Erstellt am 07. Januar 2013, 12:14

Miliz gegen Abschaffung der Wehrpflicht. Angriffig und emotional hat am Montag die Bundesvereinigung der Milizverbände gegen die Abschaffung der Wehrpflicht argumentiert.

Präsident Michael Schaffer sprach unter anderem von einem "Schwindel mit dem Profi-Heer", Verteidigungsminister Darabos würde mit seiner Linie die Gemeinschaft schädigen. Sollte es dennoch zu einer Abschaffung der Wehrpflicht kommen, sei die Miliz "nicht mehr dabei". "Ein Berufsheer ist immer zu teuer, immer zu klein wenn man es braucht, immer zu groß wenn man es nicht braucht", lautet der Standpunkt der Verbände, denen bereits vor längerer Zeit von Darabos die Subventionen gestrichen wurden und sich daher vom Ressort als "geächtet" betrachtet. Auch sieht Schaffer das derzeit bestehende Modell des Bundesheeres als de facto Berufsheer, das sich "mit kräftiger Hilfe der Berufsmilitärs" in eine "völlig falsche Richtung entwickle.

Laut dem Verband wird vonseiten der "Pazifisten und früheren Wehrdienstverweigerern" in der Politik unseriös für die Abschaffung der Wehrpflicht geworben, etwa mit Begriffen wie Zwangsdienst und gestohlene Zeit : "Das ist eine miese, schäbige Gesinnung, die hier verbreitet wird." Solche Argumente würden nur auf Eigennutz beruhen, wogegen die meisten Österreicher gerne ehrenamtlich arbeiteten. "Wer versucht, in die Gemeinschaft einen Keil zu treiben, hat in der Politik nichts verloren", findet Schaffer.

Geht es nach den Verbänden, soll es in Österreich ein Bundesheer nach Milizprinzipien geben.
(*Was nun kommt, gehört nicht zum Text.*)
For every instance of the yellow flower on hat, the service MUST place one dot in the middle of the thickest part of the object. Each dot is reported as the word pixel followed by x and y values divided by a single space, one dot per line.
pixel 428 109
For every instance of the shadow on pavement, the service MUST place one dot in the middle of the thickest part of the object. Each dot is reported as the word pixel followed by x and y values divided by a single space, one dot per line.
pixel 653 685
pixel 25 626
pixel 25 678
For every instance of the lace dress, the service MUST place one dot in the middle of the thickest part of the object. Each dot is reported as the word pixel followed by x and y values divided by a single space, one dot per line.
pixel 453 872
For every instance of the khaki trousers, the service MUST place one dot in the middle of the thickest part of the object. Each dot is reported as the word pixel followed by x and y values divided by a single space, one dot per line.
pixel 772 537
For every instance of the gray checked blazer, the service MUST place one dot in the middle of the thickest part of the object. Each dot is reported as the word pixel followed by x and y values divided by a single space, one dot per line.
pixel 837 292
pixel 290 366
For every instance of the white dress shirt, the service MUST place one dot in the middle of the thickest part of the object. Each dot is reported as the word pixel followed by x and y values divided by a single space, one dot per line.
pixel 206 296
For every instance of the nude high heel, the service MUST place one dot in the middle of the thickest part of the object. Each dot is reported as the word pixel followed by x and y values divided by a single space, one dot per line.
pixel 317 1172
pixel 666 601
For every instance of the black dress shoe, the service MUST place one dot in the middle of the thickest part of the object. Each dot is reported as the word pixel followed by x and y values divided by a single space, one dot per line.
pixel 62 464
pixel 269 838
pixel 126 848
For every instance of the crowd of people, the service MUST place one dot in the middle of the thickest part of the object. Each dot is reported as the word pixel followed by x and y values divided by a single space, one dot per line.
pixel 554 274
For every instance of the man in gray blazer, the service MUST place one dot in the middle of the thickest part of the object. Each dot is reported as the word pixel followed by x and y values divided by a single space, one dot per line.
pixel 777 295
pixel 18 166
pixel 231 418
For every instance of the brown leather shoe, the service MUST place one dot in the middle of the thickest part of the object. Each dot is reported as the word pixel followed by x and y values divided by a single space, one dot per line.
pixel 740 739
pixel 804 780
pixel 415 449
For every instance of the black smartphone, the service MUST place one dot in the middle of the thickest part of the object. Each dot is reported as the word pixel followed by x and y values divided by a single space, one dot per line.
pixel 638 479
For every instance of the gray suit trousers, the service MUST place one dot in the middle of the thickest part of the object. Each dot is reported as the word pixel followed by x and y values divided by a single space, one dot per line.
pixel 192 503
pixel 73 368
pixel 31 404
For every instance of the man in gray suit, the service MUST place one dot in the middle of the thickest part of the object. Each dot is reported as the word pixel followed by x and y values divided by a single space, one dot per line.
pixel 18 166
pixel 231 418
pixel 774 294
Und dafür brauche es eben auch die Wehrpflicht, meint deren Präsident. "Wir haben ja auch die Schulpflicht und niemand käme auf die Idee, wenn wir beim PISA-Test schlecht abschneiden, dass wir die Schulpflicht abschaffen." Vorstellen kann sich Schaffer, das Darabos-Modell für ein Berufsheer zu adaptieren und mit der allgemeinen Wehrpflicht zu verbinden.

"Wir wollen auch, dass es keine Untauglichen mehr gibt", lautet ein weiteres Anliegen der Milizverbände. Dies solle nur der Fall sein, wenn jemand auch berufsuntauglich ist - derzeit würde dies aber auch "Promis" und Menschen "mit guten Verbindungen" betreffen, meint Präsident Schaffer.